AnalysisPressure on Starmer as he prepares for PMQs while Mandelson row continuespublished at 07:21 BST

07:21 BST

Henry Zeffman
Chief political correspondent

Some weeks it’s hard to predict what Kemi Badenoch will ask about at Prime Minister’s Questions (PMQs). This is not one of those weeks.

She will presumably seize on the elements of Olly Robbins’s evidence yesterday where he described the pressure from No 10 to approve and expedite Lord Mandelson’s appointment.

No 10 denies that they put pressure on the Foreign Office. There is also an important nuance here which is that Robbins’s argument is that he withstood the pressure, and that his decision to approve Mandelson’s security clearance was unrelated to the pressure he felt.

His accusation matters nevertheless, because at the core of why Keir Starmer professes to be so angry now is that he says he would have cancelled the appointment of Mandelson had he known about the vetting concerns.

Robbins, on the other hand, describes a No 10 so determined to press ahead with the appointment that it was even mooted at one point that there be no vetting at all.

Those two accounts are hard to reconcile.

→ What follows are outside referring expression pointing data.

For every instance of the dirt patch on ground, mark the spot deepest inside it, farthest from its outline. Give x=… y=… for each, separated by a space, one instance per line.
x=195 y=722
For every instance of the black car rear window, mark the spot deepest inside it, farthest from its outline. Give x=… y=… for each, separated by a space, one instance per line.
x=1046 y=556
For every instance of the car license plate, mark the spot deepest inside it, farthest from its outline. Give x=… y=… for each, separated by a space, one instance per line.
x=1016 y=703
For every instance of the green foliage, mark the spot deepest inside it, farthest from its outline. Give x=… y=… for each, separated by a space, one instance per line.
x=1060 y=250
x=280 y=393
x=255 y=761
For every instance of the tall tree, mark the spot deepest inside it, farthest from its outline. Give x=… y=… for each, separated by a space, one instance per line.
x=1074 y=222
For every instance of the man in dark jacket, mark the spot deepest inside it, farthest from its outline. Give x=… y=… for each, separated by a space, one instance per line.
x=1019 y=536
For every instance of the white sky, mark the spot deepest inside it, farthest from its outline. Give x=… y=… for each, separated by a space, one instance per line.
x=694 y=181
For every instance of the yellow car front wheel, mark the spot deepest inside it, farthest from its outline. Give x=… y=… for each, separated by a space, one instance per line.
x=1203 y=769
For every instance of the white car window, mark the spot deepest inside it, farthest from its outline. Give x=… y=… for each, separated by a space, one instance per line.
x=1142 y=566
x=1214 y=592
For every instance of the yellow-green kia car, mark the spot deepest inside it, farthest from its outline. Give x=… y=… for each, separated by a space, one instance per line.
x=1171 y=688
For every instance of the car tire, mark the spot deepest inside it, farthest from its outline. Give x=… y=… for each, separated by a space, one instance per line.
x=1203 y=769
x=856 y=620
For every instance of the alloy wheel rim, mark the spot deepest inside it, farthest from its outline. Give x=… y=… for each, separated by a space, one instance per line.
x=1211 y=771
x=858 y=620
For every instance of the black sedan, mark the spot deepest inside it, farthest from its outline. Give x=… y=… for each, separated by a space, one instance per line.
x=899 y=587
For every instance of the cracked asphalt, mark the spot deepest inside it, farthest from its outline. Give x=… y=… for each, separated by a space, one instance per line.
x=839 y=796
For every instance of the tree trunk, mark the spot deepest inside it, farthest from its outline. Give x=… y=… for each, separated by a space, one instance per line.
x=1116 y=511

This morning, Starmer’s team is drawing some comfort from the fact that Emily Thornberry, the Labour MP who chaired yesterday’s hearing, has backed Starmer’s decision to sack Robbins, saying he should have told No 10 more details of the vetting process.

Dan Carden, another Labour MP on the committee, takes a different view. He’s said Robbins was “put in an impossible position” and has “had the goalposts moved”, adding: “Why he was sacked… still needs answering”.

It will be a PMQs where it’s not just what Badenoch asks that matters, but also the mood among Labour MPs sitting behind Starmer while he answers.